In today’s Scriptures, we have a gem of prayer, excerpts from psalm 138. “I will worship at your holy temple and give thanks to your name, because of your kindness and your truth,” In the book of Exodus, which tracks the Hebrew liberation from Egypt and their journey to the Holy Land, Moses is given the Ten Commandments as the human part of a covenant between God and man. Then God passes before Moses and declares the divine part of the covenant, beginning with His Holy Name: “The Lord, the Lord, a God merciful and gracious, slow to anger and abounding in mercy and faithfulness.” In brief, God wants only the good for them and for us. God loves us without reserve. The key Hebrew words are chesed, or covenant love and emeth, perfect faithfulness. In the psalm we prayed, we give thanks to God’s name for His covenant love and faithfulness. The words used are the same, because the intent of God is the same. When we keep the covenant, God showers us with faithful love.

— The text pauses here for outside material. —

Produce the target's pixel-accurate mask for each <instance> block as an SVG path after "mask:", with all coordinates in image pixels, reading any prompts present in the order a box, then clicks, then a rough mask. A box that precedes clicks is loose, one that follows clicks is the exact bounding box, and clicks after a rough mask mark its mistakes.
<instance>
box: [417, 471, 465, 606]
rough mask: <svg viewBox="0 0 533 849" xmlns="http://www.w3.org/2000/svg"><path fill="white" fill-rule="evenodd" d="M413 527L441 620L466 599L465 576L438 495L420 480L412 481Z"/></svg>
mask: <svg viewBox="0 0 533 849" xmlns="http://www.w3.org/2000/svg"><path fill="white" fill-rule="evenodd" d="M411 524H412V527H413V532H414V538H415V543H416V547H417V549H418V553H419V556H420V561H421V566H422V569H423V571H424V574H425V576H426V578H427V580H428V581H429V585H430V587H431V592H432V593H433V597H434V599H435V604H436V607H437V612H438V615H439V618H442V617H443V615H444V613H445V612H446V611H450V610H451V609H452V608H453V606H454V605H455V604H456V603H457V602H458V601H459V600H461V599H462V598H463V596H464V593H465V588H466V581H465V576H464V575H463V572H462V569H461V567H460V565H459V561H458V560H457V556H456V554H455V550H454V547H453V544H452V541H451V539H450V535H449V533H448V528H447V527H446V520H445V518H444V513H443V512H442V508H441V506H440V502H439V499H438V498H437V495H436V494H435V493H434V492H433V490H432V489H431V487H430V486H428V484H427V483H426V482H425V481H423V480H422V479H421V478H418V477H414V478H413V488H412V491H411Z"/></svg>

So Saint Luke, in recording the teaching of the Son of God, Jesus, on prayer, is telling us to pray as if we believed the One we are speaking with is exactly that kind of loving, faithful Father. We begin by blessing His hallowed Name and pray that we be part of the breaking in of His kingdom in our time and culture. Only then do we ask for what we need. First of all, that is our “daily bread,” which in the Greek original is more like “super-powerful bread.” We automatically think of the Eucharistic bread we share here. Then we ask, “forgive us our sins for we ourselves forgive everyone in debt to us.” That is covenant talk, and Jubilee talk. There are people who have offended us, and the longer we go without forgiving them, the harder it is to even remember if we’ve forgiven or not. So in this Jubilee Year, forgive all the debts you are owed morally, even to people who have moved out of our lives, or have died.
Jesus then gives an example of a human exchange, in which a guy goes next door to his neighbor, declares a family emergency and asks for bread for an unexpected guest. That would have been maybe a frequent event in a land where there is no convenience store down the block. Then Jesus compares these pithy exchanges with the Father who is full of loving kindness and faithfulness, God, and asks if He would ever refuse us the greatest gift, the Holy Spirit, God Himself, when we ask. (Just a hint, the answer is a resounding “no.”)
St. Paul, writing to the church of Colossae in Asia Minor, gets specific about the gifts that the Father has for them. All went down into the font and were baptized with water and the Holy Spirit—remember the Father never turns down that request—and came out of the font for a risen life of faith in Christ. Forgiven, all who ask, and living a new life in Christ because every transgression has been nailed to Christ’s cross. We should daily give thanks for that gift, which opens heaven and our hearts to all the other gifts, small and large, that the Father wants to bestow.
Now we can understand better the first story we heard today about Abraham and God bargaining over whether His mercy would extend to Sodom and Gomorrah. It seems a little humorous to envision Abraham clipping off five or ten unjust people each time he makes a request for God’s mercy. He finally gets down to asking if there are only ten just people in the city, would God relent His punishment. God agrees, but Abraham senses that any more would be too much. After all, the really wicked people of those cities were committing crimes that cried out to God for punishment. We remember them and shudder when we hear the name of the crime—sodomy.